Former Let’s Wrestle frontman Wesley Gonzalez follows up, no, grapples *ahem* with second solo product ‘Appalling Human’ another offering of cheeringly cynical, both eyes-half-cocked, brow-arched ode-codes and self-help ill-osophies. This collection is his ‘post-therapy’ (a)musings - his breakdown is now a remade-up - that sees him shed his dead skin, nail his ghosts to history’s coffin, his past is passé as he emerges into a new dawn, day and destiny.

Imagine this: What if ex-Beatle John Lennon had instead of being brutally slain in 1980 had instead walked away with a bullet graze, a near-miss that allowed the sarky Scouser to capitalise on that evening’s events and signpost a new decade for him and popular culture. And who knows, Mark Chapman might finally have finished reading ‘The Catcher in the Rye’.

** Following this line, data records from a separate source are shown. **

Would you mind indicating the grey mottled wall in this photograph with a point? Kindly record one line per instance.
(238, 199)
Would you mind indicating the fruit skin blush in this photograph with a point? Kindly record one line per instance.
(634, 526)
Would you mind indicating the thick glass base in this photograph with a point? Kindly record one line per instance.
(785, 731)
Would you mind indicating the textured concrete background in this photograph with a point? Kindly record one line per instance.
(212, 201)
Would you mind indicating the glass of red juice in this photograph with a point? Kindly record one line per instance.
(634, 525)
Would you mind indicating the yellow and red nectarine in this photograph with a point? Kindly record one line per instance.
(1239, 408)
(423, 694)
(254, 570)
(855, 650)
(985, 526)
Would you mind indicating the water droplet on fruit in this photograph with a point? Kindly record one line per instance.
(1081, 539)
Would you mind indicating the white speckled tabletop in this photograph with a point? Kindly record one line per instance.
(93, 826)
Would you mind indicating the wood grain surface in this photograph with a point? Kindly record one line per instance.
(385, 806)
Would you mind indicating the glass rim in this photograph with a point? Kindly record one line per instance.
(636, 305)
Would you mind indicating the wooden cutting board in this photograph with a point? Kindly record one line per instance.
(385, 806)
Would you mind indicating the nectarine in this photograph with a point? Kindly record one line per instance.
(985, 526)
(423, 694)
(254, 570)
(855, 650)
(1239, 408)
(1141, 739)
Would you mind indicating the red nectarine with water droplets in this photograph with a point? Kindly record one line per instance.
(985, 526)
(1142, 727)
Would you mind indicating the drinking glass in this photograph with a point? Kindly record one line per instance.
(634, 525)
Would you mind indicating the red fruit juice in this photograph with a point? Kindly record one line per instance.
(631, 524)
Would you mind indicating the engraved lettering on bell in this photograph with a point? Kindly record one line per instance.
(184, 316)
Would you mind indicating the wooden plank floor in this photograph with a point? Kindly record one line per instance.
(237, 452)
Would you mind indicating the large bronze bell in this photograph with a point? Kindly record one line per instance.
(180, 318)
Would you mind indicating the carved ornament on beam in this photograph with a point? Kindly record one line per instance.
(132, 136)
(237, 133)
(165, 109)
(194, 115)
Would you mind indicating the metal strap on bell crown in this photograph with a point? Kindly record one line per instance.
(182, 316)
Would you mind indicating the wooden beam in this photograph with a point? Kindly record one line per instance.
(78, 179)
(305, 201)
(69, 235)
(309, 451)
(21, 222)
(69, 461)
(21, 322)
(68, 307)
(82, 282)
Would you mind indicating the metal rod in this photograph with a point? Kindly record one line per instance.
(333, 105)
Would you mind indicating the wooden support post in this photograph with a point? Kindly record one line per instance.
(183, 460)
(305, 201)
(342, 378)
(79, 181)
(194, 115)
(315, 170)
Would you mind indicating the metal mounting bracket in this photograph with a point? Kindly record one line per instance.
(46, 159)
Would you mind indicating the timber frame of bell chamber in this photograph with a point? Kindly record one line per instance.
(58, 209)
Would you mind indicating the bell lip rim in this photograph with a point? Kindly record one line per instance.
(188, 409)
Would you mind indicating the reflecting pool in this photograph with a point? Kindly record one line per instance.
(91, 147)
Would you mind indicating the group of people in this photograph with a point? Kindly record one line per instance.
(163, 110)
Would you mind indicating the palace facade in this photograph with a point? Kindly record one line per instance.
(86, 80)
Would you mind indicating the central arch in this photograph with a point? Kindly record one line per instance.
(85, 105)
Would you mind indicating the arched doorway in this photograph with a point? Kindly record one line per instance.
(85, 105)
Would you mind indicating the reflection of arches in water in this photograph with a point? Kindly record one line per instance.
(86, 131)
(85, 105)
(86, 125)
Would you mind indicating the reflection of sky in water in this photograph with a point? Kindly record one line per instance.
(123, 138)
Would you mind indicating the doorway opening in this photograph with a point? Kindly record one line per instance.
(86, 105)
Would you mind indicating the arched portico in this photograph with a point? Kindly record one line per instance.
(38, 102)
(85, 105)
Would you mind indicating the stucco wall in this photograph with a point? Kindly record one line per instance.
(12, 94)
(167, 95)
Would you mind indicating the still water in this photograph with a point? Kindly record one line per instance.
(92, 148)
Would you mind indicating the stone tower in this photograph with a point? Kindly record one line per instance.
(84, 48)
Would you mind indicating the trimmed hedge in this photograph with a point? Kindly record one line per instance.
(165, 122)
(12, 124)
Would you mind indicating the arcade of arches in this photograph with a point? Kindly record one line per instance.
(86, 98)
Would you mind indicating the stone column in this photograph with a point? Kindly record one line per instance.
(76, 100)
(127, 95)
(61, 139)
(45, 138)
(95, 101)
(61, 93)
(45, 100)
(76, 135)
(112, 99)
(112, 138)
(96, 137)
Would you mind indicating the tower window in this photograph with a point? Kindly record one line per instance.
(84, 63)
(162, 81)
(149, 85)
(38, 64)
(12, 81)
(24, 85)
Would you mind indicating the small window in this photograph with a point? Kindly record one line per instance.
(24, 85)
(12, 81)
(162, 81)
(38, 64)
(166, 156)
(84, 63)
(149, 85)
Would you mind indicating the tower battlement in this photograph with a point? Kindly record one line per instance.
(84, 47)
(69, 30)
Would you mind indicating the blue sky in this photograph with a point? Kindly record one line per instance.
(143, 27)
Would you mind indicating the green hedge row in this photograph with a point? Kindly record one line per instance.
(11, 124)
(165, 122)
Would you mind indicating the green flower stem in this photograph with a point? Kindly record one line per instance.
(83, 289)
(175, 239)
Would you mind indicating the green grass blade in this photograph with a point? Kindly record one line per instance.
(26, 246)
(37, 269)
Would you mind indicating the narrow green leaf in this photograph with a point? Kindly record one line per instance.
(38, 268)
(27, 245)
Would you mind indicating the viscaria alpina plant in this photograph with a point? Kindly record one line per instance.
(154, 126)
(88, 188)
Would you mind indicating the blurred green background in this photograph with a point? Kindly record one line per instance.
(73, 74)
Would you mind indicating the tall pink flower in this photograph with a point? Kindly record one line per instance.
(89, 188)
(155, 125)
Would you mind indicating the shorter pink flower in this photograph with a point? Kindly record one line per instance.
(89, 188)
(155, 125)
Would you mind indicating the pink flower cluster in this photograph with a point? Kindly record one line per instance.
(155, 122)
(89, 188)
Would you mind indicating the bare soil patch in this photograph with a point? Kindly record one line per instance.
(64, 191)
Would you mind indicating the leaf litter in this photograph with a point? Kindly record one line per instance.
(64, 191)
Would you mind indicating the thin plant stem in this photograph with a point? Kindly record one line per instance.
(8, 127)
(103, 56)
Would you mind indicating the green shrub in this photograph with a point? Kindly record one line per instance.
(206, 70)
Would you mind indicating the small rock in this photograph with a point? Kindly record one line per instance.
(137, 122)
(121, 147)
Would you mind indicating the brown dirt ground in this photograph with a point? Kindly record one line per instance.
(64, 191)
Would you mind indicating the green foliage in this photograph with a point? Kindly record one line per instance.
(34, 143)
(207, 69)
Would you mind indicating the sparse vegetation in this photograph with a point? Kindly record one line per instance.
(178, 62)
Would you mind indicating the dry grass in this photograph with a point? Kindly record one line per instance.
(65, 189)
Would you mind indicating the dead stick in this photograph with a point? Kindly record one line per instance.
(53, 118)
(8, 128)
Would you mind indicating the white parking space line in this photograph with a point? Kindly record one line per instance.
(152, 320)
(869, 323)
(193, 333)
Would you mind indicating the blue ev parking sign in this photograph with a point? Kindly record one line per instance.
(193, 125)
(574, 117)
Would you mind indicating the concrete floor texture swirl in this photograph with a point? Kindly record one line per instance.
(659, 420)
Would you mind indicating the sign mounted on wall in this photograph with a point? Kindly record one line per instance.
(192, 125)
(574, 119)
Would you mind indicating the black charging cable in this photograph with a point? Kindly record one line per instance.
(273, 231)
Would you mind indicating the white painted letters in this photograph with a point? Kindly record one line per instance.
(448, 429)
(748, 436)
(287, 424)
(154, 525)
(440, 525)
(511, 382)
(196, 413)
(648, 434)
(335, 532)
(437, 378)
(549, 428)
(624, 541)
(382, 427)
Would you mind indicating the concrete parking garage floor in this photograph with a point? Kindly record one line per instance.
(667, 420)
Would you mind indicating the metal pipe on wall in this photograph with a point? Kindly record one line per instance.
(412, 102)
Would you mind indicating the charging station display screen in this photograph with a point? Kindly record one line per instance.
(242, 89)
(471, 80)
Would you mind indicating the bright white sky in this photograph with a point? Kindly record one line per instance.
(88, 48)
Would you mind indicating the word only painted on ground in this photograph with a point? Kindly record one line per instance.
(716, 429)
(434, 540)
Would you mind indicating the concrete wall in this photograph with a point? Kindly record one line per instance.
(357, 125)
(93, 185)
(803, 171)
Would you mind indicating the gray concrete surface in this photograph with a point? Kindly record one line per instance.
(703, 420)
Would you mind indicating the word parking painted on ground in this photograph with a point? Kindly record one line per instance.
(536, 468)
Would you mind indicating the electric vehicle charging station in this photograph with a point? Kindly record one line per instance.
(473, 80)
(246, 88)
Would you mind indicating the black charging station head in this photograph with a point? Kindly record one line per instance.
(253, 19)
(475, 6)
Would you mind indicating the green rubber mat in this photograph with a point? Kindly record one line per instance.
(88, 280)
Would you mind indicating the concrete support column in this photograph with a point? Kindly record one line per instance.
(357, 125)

Free your mind games: As the history books show, earlier that night Lennon had played skronking, screeching guitar on Yoko Ono’s still contemporary single ’Walking on broken glass’ and in a counterfactual concept (such as this) the weird and warped sounds of that song with its dissonant dance-flaw disco suggest a what could’ve, might’ve and should’ve been for the once Fab man. Here, the synths all sound a bit awry, slightly off-key which when augmented by jerky-perky beat(le)ings *coughs* and mangled noir-funk bass guitars (in the vein of Arthur Russell or John Maus) creates a resonant eminence for these ‘strange days, indeed’.

Doubly fantastical: Anyway, to cut a long story short, this album from Wesley Gonzalez is a glimpse into that conceit. Displaying similar anxieties (‘crippled inside’ without being needy and cloying) Gonzalez is far too knowing and aware to be oh so literal, no, his words, his phrasing, his tonal timbre, his patient pacing, phrasing and pausing between enunciation, even his song titles (‘Wind your neck in’, ‘Did you get what you paid for?’, ‘Friend at first’) are a masterclass in saying something and everything yet really giving nothing away.

On the diptych of ‘Fault of the family’ (‘and sorry is just a word … haven’t you heard?’) and ‘Fault in your design’ (‘a difficult man, a man who was truly hard to love, but, in a way I was cut from the same cloth’) he cryptically assigns the blame to nature and/or nurture. It’s not me, it’s all of you. Or is it all of me?

Oh, and like the aforementioned Lennon he’s funnily scabrous too. He picks his targets, steadies the crosshairs, takes aim and lets it all flood out.

Zealous Guy: On the emotionally upfront ‘Come through and see me’ he dismisses A.N. Other with ‘You ain’t as smart as YOU think, son … Get Back’* the disdain is clear for all to feel, who, what and where the ire is aimed at is in the ears of the listener. I’m placing all me chips on some head-shrink who attempted to rewire patient Gonzalez.

Now do you sleep: Another touchstone (thematically and schematically) on this album is Tears for Fears, whose ‘Songs from the Big Chair’ from 1985 also dealt with the frailties of the (funda)mental faculties to resounding effect.

Wesley Gonzalez wants you to know that he’s alright and this is his way of telling you.

*Yes, but, that’s a Paul Macca composition.